If you want to run locally with direct API keys instead, modify backend/x402_client.py to call providers directly.
MIT License - fork it, modify it, sell it, whatever. If you build something interesting, open an issue.
Issues and PRs welcome. Particularly interested in:
- New model integrations
- Improved critique prompts
- Alternative chairman synthesis strategies
- Performance optimizations
This README was generated by querying the seren-llm-council itself. Cost: $0.75. Time: 115 seconds.
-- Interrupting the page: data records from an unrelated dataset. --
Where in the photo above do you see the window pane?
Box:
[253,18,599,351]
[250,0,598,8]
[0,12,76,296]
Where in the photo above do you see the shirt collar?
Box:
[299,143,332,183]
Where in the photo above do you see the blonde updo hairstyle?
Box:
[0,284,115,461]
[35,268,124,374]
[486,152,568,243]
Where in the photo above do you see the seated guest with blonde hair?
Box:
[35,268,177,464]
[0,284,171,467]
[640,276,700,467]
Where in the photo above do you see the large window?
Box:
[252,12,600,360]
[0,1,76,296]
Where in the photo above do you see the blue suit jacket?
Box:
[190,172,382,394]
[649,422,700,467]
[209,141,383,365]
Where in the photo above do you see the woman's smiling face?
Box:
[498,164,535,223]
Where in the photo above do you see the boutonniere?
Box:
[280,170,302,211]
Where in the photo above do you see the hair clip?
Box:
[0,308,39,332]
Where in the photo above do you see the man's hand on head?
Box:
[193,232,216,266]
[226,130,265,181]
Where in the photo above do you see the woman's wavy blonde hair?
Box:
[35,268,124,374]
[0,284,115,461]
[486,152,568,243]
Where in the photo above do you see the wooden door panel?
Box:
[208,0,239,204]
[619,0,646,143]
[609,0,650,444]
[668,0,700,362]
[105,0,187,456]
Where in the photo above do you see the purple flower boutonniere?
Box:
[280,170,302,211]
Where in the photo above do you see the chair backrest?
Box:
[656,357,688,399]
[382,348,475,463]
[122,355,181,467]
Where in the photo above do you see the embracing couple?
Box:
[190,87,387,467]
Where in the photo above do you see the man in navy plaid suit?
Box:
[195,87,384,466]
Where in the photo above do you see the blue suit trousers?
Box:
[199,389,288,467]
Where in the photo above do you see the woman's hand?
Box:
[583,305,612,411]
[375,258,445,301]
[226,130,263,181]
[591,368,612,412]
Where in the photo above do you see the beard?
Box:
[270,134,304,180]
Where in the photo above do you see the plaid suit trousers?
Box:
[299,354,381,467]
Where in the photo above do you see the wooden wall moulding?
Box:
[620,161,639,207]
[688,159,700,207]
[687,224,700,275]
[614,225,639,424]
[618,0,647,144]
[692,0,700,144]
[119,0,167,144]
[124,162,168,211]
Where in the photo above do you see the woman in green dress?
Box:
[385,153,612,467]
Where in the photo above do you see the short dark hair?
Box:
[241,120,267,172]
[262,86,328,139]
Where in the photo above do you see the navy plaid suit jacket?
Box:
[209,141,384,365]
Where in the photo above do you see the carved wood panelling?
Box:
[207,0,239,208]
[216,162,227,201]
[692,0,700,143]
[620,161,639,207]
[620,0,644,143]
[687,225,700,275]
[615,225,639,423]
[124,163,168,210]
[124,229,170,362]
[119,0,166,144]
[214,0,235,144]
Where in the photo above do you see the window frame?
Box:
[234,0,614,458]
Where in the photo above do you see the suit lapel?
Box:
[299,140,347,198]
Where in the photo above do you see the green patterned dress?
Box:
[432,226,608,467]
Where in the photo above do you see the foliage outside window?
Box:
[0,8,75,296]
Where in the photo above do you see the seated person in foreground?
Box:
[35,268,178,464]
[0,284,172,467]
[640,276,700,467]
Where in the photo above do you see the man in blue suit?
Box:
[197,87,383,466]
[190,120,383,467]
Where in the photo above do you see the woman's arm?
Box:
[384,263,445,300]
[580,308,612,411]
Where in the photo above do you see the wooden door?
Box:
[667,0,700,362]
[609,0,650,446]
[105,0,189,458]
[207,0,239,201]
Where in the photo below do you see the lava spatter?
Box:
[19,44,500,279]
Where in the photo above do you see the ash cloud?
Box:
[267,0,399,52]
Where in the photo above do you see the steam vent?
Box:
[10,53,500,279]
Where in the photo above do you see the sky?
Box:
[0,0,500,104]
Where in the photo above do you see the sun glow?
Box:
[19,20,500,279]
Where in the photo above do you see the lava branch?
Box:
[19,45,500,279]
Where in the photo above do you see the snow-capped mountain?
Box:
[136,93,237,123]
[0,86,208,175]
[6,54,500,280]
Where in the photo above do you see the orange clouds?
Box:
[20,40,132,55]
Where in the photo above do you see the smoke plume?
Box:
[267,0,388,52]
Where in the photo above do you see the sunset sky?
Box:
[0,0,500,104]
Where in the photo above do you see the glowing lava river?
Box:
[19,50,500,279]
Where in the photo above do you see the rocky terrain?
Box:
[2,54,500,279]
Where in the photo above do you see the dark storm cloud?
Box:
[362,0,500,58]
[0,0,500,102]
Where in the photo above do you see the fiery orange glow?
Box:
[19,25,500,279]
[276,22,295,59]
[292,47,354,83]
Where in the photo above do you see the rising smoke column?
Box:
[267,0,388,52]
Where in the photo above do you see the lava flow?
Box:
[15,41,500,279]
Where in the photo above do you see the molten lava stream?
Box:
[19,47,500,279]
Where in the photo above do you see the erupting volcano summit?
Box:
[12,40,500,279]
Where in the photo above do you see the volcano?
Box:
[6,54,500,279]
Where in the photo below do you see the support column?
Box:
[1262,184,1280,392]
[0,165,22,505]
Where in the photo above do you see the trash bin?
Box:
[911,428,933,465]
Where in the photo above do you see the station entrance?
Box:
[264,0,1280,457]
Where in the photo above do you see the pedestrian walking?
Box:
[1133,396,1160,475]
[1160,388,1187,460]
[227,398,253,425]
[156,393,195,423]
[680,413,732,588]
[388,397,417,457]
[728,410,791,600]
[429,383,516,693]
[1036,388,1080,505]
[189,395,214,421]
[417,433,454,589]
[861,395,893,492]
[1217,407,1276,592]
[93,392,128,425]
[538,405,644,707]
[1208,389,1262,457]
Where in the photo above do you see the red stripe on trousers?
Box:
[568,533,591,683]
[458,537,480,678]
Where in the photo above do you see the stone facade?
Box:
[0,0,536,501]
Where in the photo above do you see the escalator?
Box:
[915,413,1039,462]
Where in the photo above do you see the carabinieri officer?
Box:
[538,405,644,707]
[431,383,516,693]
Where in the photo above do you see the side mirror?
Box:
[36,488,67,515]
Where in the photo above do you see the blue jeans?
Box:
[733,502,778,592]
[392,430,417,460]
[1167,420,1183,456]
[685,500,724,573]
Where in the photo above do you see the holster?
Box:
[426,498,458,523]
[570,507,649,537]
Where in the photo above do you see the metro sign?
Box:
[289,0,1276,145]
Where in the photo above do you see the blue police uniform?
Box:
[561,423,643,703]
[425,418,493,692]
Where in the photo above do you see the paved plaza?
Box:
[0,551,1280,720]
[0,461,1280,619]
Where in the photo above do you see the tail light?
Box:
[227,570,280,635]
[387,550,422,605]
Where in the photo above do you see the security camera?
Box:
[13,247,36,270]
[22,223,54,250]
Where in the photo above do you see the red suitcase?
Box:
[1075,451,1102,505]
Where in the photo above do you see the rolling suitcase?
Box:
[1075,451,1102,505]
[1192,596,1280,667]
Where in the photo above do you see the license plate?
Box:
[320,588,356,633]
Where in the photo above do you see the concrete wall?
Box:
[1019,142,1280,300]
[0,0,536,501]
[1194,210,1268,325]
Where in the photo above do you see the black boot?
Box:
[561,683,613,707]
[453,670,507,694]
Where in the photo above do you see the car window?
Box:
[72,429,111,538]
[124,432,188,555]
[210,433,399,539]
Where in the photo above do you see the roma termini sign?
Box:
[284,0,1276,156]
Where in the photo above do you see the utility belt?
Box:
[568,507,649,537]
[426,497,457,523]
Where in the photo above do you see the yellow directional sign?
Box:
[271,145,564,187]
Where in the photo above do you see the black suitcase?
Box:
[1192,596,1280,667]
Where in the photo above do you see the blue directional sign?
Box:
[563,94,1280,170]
Each model produced a draft README, critiqued the others, and the Chairman synthesized the final version.
Council Rankings (Stage 2 Critique Results):
| Critic | 1st | 2nd | 3rd | 4th | 5th |
|---|---|---|---|---|---|
| Claude | Claude | GPT-5 | Gemini | Kimi | Sonar |
| GPT-5 | Claude | GPT-5 | Kimi | Gemini | Sonar |
| Kimi | Claude | GPT-5 | Kimi | Gemini | Sonar |
| Gemini | GPT-5 | Claude | Gemini | Kimi | Sonar |
| Sonar | Claude | GPT-5 | Kimi | Gemini | Sonar |
Consensus: Claude's draft won 4-1. Key feedback from critics:
- Leads with engineering value, not payments
- "When To Use This" section addresses skeptics directly
- "Why Not MoA?" preemptively answers HN objections
- x402 framed as infrastructure, not ideology
Engineering > Marketing. This is a tool, not a movement. Use it if it solves your problem.